Thanks, Starsky. I talked to H last nigth about his absence and asked him to inform me his schedule in advance for the best of our kids. But he denied in a very defensive and rude way. He said he doesn't need to and if I don't want to take care of the kids, he can have full custody. But in the meantime he also said he wants to move out so he can focus on his work since he was ver busy lately. I know it is an excuse, and It sounds so unreasonable and inresponsible. How can he have enough time to take care of kids while he is busy at work and meeting the OW? Anyway, H doesn't want to have the boundries. Though he claims he can take care of kids very well all by himself, but the reality is He even didn't have time to cook for them. He always let them eat fast food, and rarely checked their homework when I was not home. Most of the time I did the everything. How should I deal with him?

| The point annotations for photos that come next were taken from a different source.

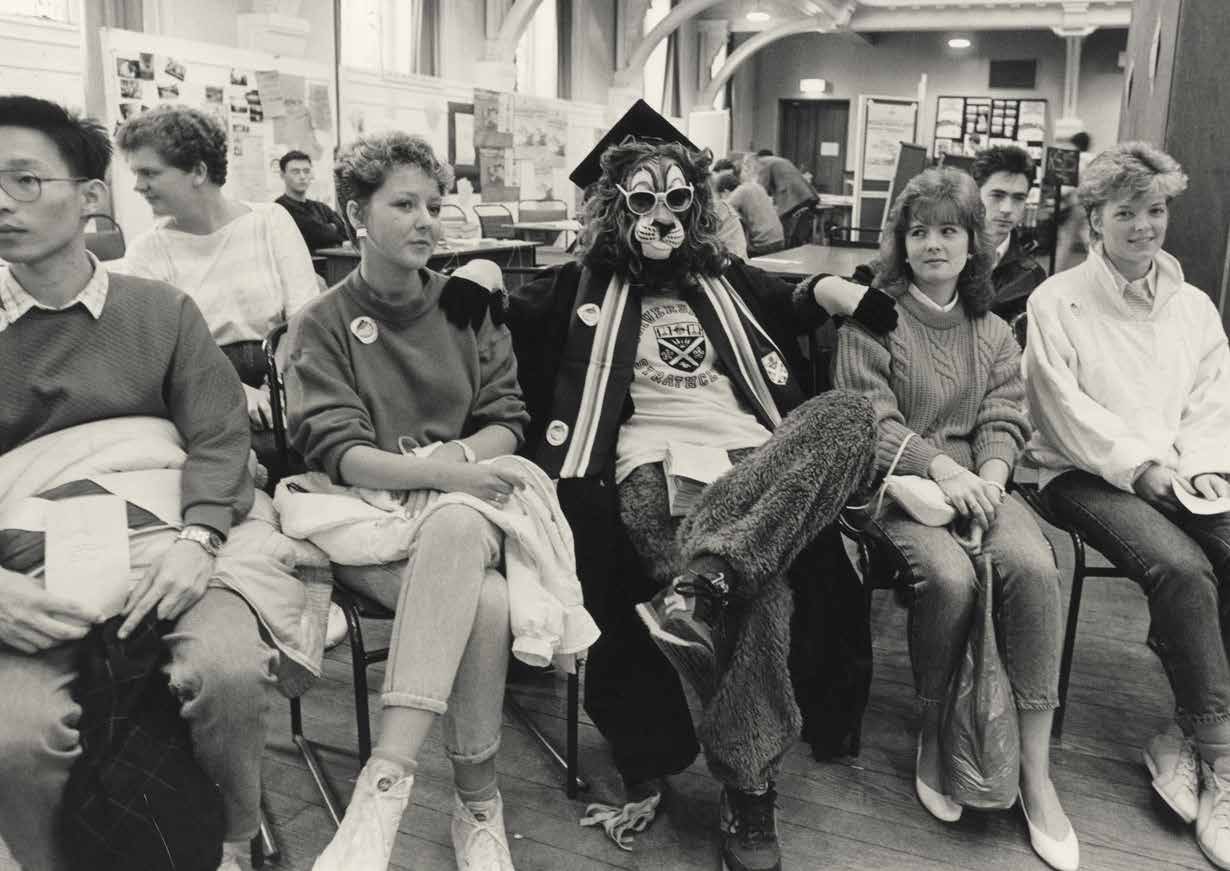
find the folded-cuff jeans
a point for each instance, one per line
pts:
(942, 594)
(1182, 562)
(450, 635)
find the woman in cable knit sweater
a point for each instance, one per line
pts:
(948, 400)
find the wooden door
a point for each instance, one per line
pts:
(812, 134)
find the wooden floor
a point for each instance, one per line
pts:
(857, 815)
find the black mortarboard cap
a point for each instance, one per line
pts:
(640, 122)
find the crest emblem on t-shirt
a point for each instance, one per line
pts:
(682, 346)
(775, 368)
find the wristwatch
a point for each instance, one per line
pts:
(204, 536)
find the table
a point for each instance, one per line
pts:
(807, 260)
(563, 225)
(503, 252)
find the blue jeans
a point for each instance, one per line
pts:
(1182, 562)
(942, 592)
(450, 636)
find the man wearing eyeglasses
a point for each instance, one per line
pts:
(80, 347)
(320, 225)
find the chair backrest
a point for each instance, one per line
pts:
(496, 220)
(840, 236)
(452, 213)
(543, 209)
(106, 241)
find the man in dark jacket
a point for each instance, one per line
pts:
(1004, 175)
(319, 224)
(653, 347)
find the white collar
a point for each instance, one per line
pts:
(930, 303)
(15, 300)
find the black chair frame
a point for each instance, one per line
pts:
(356, 608)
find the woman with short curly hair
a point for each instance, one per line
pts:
(401, 379)
(245, 265)
(948, 399)
(1128, 375)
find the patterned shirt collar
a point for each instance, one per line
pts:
(15, 300)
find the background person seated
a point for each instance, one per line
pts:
(946, 386)
(245, 265)
(754, 207)
(1128, 378)
(319, 224)
(1004, 175)
(84, 346)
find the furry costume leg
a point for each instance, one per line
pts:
(757, 518)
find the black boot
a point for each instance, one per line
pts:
(689, 621)
(749, 831)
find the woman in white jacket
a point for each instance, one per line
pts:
(1128, 379)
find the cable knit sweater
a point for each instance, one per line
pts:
(951, 379)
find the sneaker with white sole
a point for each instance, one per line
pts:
(364, 839)
(479, 839)
(1171, 760)
(1213, 819)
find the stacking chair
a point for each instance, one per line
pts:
(356, 608)
(1081, 570)
(496, 220)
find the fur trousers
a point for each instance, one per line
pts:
(757, 519)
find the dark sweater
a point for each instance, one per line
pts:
(422, 379)
(150, 353)
(319, 224)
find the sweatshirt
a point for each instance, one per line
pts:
(390, 377)
(951, 379)
(149, 353)
(1111, 389)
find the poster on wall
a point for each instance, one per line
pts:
(888, 126)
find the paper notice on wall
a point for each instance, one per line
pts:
(86, 556)
(320, 106)
(492, 118)
(888, 126)
(268, 83)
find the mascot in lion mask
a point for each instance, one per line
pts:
(658, 352)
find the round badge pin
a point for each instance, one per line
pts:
(588, 314)
(364, 329)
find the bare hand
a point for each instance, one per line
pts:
(974, 498)
(484, 481)
(1154, 485)
(174, 583)
(260, 412)
(32, 619)
(1209, 486)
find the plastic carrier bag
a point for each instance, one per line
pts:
(979, 735)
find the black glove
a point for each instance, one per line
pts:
(877, 311)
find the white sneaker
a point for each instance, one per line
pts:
(479, 838)
(365, 837)
(1170, 758)
(1213, 821)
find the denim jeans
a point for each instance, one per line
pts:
(1182, 564)
(219, 667)
(450, 636)
(942, 593)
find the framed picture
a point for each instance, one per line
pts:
(463, 153)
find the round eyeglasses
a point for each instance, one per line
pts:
(25, 186)
(643, 202)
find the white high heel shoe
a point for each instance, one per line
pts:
(1062, 855)
(937, 805)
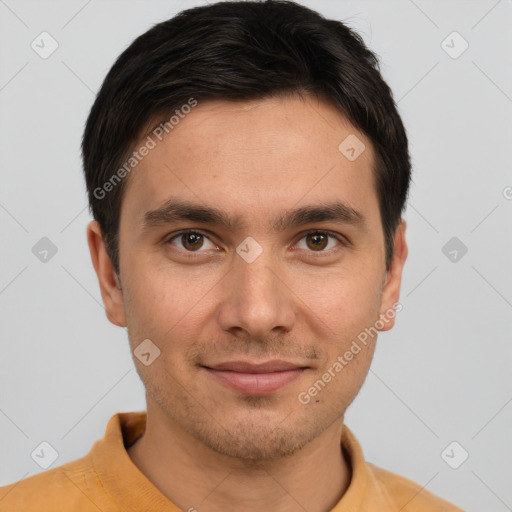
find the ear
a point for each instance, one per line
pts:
(391, 291)
(110, 287)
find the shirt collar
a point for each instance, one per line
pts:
(129, 489)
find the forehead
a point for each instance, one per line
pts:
(255, 156)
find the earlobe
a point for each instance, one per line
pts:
(391, 290)
(110, 284)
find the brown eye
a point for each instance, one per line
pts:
(321, 242)
(190, 241)
(317, 241)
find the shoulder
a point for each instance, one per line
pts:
(72, 486)
(408, 495)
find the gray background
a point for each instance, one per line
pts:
(441, 375)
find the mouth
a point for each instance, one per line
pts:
(255, 378)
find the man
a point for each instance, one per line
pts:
(247, 171)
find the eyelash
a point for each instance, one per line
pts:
(193, 254)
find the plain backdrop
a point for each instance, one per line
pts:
(441, 375)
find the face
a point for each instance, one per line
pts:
(251, 316)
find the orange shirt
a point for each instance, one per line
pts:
(107, 480)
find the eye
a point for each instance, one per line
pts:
(191, 241)
(318, 241)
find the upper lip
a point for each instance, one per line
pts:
(246, 367)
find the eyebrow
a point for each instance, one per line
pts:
(175, 210)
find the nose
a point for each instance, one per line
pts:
(257, 298)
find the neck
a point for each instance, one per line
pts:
(195, 478)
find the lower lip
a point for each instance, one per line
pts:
(256, 383)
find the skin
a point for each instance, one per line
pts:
(206, 445)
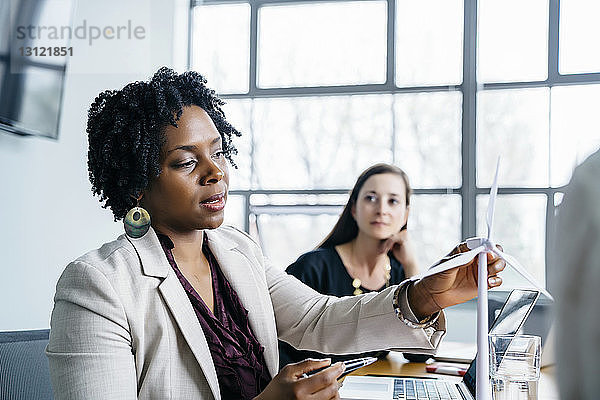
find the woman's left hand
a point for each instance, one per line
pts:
(454, 286)
(402, 247)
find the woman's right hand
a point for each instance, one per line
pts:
(289, 383)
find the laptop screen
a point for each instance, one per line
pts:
(513, 314)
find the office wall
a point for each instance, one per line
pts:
(47, 213)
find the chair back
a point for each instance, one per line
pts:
(24, 371)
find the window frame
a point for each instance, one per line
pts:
(469, 88)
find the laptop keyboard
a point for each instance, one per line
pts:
(431, 389)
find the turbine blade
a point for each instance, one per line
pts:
(522, 271)
(456, 261)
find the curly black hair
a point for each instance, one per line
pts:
(126, 132)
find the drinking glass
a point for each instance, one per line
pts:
(514, 366)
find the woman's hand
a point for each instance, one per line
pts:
(454, 286)
(402, 247)
(289, 383)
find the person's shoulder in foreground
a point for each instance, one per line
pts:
(575, 266)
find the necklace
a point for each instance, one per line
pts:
(357, 282)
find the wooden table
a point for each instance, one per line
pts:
(396, 365)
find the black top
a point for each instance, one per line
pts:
(323, 270)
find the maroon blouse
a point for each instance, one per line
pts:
(237, 355)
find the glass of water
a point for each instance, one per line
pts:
(514, 366)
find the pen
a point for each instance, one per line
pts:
(446, 369)
(351, 365)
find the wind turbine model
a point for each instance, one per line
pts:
(479, 247)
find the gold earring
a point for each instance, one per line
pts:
(137, 221)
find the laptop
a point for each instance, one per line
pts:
(510, 319)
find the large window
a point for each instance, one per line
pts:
(441, 88)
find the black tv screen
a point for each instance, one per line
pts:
(33, 65)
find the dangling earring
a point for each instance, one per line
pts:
(137, 221)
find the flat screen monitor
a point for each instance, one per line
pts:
(33, 64)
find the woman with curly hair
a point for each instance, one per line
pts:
(182, 307)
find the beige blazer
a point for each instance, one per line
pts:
(123, 328)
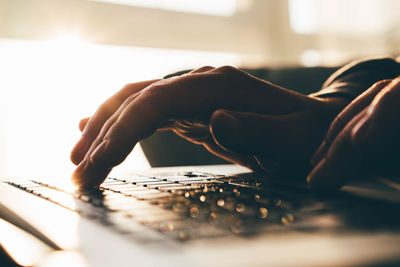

You don't. You tell him "Look, I have no desire to control you, but the fact of the matter is the kids need some structure and stability in their lives, and a monthly parenting plan gives them that. If you don't believe me, ask any good family therapist that you trust. In any event, let me know when you're ready to do that, because I'm not going to waver on this point."
And then stick to your boundary. He WILL test it -- repeatedly, I suspect, because I'm guessing that you have a pretty strong history of never enforcing them (or maybe not trying to even set them up to begin with).
Once he realizes you're serious about this, he will work with you to set up a parenting plan that's best for your kids.